Kutoka mzizi. The words made six syllables. Six, a good number. Slowly, he opened his eyes again. With his free hand, Ekon drummed his fingers against his side, finding an old rhythm as he chanted his ancestors’ words in time with it.
One-two-three. One-two-three. One-two-three. One-two-three.
Kutoka mzizi. Kutoka mzizi.
After tonight, everything would change. After this, he would finally belong to something, a brotherhood.
Kutoka mzizi. Kutoka mzizi. Kutoka mzizi.
In his people’s eyes, in this city’s eyes, he’d be respected as a warrior and a man. Children would look up to him; girls would notice him. He would, at last, make Baba proud, even if his father wasn’t here to see it. He might make his mother proud, even if she hadn’t stayed to see it either.
Kutoka mzizi.
He steadied himself as he reached for the slip, fingers extending toward the snakes. He would do it Shomari’s way, slow and careful. He counted the distance as it grew smaller.

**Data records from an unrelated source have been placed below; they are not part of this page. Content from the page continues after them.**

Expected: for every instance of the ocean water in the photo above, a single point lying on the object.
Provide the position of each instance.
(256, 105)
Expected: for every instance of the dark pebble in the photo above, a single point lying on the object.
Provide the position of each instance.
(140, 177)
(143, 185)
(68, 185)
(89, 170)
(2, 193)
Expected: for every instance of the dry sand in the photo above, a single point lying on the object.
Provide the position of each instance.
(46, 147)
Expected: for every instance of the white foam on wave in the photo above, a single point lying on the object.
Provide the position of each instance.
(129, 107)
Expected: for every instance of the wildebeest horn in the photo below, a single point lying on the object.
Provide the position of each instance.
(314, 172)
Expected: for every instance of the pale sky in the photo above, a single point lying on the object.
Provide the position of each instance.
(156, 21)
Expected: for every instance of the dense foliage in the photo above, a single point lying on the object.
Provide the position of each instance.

Nine inches, six inches, three—
The door flung open with a bang, so sudden Ekon was on his feet with his hanjari drawn before he’d even discerned who’d opened it. When he saw who it was, however, he lowered the blade, confused.
The young man staring back at them held a torch and wore a sky-blue kaftan dampened with sweat around its neckline. He was tall, broad, and brown-skinned, chest heaving as he fought for breath. He was a Son of the Six.

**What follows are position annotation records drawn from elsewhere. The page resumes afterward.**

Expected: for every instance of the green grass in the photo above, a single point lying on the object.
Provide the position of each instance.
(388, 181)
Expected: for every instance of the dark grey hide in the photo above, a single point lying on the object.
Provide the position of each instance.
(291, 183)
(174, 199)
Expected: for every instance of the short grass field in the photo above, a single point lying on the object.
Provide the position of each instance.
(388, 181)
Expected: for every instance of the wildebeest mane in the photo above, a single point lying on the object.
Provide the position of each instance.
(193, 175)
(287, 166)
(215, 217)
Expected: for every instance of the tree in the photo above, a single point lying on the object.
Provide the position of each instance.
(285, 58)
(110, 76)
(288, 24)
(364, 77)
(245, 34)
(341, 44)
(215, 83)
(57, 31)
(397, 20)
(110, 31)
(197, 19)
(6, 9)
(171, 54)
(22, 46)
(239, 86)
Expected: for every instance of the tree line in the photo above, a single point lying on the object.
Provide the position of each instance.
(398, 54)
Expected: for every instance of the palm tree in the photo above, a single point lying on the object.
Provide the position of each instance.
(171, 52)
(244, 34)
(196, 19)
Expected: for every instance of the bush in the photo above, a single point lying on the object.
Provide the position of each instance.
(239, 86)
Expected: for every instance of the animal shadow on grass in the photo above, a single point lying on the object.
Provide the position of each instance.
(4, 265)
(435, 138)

“Kuhani.” The warrior pounded his fist against his chest in salute and bowed at his middle.
“Warrior Selassie, what is the meaning of this?” Ekon had never seen Father Olufemi so angry. The holy man’s mouth was set in a tight line, and a large vein near his temple throbbed dangerously. “How dare you interrupt a sacred rite of—”
“Forgive me, Father.” Fahim and Shomari exchanged a look as the warrior bowed again, lower for good measure. For the first time, Ekon noticed that he was trembling and that, when he spoke, there was a catch in his voice. “Kapteni Okojo commanded me to find you at once.”
Ekon’s heart skipped a beat. Kamau had sent this warrior? The realization put him on edge. Something wasn’t right.
Father Olufemi’s expression sharpened. “What’s happened? Speak.”
Warrior Selassie straightened from his second bow and met Father Olufemi’s gaze.
“It’s Baaz Mtombé’s Night Zoo,” he whispered. “It’s burning.”